Though there are two articles in today's issue that I am referencing, there is one in particular that deeply disturbs me. This is the Tshombe High/Amanda Henley one for abuse of an autistic child. They were originally charged with aggravated child abuse which carries punishment of 8-12 years.The prosecutor said "he beat the child (9 years old and autistic) with switches, an extension cord, and wire hangers and also burned him with the end of a cigarette”. The judge said the mother allowed the abuse to go on.
The prosecutor said the treatment “went beyond the realm of exceptional cruelty”. The prosecutor said “the scars from the latter punishment and the trauma from the experience “will stay with him for a lifetime.” The pair were allowed to plead guilty to attempted aggravated child abuse with a lesser punishment of three to six years. He got five years and she got 42 months (3.5 years). They were pled out as “range one standard offenders" who are eligible for parole consideration after serving 30 percent of the terms. Ms. Henley has 19 misdemeanors and he had four felonies by the time he was 20. He is 23 years old and she is 32 years old.
Now those are the facts. Following is the part that deeply disturbs me:
1) When you are looking at the physical evidence of the violent and horrific abuse, how do you accept/allow a plea of “attempted aggravated child abuse"?
2) How are they range 1 standard offenders when according to TN law:
Mitigated = 0 prior offenses
Range I = 0 to 1 (prior) offenses
Range II = (prior) multiple offenses 2-4
Range III (persistent) = more than 5 (prior) offenses
Range IV (career) = multiple prior felonies of varying offenses
The other article is about the Shelbyville man, age 37, who "was sentenced to 50 years followed by 15 years supervised release" for sexual exploitation of a child (his biological child). The U.S. attorney, in this case, stated that the sentencing “demonstrates the Department of Justice’s dedication to protecting these vulnerable children and punishing those that seek to cause them harm”. Now he got what he deserved. This article states that "the case was brought as part of Project Safe Childhood which was launched in 2006 to combat the growing epidemic of child sexual exploitation and abuse."

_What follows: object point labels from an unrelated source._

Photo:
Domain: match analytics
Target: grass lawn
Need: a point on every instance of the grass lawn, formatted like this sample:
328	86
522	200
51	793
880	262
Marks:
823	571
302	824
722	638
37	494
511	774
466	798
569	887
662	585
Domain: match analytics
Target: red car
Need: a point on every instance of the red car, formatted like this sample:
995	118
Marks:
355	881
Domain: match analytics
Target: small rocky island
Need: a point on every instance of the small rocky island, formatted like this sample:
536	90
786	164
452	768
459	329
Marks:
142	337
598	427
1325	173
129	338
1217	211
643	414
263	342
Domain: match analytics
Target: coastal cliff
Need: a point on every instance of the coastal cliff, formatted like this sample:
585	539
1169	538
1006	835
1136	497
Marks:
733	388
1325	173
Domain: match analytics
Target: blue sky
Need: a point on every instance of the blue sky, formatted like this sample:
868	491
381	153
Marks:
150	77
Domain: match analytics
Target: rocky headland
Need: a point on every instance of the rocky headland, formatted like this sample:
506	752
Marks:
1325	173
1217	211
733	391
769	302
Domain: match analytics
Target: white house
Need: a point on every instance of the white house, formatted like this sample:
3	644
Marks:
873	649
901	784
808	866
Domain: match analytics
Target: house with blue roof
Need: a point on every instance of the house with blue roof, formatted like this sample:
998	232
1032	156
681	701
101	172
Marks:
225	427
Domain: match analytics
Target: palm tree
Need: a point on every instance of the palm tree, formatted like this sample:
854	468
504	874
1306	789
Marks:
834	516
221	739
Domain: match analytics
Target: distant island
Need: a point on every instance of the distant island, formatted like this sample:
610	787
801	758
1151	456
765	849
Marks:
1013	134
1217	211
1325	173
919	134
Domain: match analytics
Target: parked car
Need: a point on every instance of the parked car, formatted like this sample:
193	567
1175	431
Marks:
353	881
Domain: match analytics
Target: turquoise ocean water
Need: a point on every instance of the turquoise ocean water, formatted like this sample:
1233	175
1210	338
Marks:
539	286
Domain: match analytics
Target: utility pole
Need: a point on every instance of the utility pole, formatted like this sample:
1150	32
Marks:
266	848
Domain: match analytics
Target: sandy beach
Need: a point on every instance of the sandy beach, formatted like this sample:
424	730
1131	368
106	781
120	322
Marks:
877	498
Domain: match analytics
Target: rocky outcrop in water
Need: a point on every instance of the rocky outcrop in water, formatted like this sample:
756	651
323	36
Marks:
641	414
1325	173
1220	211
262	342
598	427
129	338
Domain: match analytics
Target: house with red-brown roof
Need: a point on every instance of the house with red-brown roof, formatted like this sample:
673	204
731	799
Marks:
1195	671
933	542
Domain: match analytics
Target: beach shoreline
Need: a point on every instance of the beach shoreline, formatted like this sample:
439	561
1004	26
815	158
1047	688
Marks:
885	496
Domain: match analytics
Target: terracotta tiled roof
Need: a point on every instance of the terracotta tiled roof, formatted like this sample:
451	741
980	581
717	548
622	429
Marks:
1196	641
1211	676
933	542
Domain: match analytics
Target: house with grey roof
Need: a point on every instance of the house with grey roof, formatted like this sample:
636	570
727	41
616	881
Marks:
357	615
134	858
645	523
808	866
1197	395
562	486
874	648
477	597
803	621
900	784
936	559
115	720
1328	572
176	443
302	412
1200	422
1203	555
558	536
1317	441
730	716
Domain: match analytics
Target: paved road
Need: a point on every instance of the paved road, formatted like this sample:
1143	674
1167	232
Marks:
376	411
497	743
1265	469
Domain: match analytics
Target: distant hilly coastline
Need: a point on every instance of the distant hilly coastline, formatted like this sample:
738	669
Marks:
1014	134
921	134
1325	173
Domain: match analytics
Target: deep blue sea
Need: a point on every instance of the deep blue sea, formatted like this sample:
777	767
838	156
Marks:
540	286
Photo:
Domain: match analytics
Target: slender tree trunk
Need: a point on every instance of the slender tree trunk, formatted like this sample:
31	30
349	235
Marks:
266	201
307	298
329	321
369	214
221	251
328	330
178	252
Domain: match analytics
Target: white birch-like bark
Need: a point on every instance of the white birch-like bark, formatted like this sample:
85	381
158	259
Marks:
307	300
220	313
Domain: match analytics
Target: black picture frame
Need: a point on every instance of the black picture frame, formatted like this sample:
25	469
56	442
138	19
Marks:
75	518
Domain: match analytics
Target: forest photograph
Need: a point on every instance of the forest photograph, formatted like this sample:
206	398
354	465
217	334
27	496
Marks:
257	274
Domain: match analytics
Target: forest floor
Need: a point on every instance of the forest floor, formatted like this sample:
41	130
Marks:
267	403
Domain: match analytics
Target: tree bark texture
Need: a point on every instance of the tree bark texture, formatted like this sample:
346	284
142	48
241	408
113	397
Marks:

I don’t need a law degree (and though I have a BS, no degree is needed) to see that Mr. High nor Ms. Henley met the criteria to be pled out as Range 1 standard offenders. There was nothing standard about what that 9 year old suffered. Then Mr. High and Ms. Henley want consideration of the 18 months they already served. Obviously they didn’t learn any positive lessons.
As a mother and grandmother, I am deeply disturbed and as an intelligent human being, I am perplexed. Both children will suffer life-long from their abuse and yet the sentencing is so different. Makes absolutely no sense.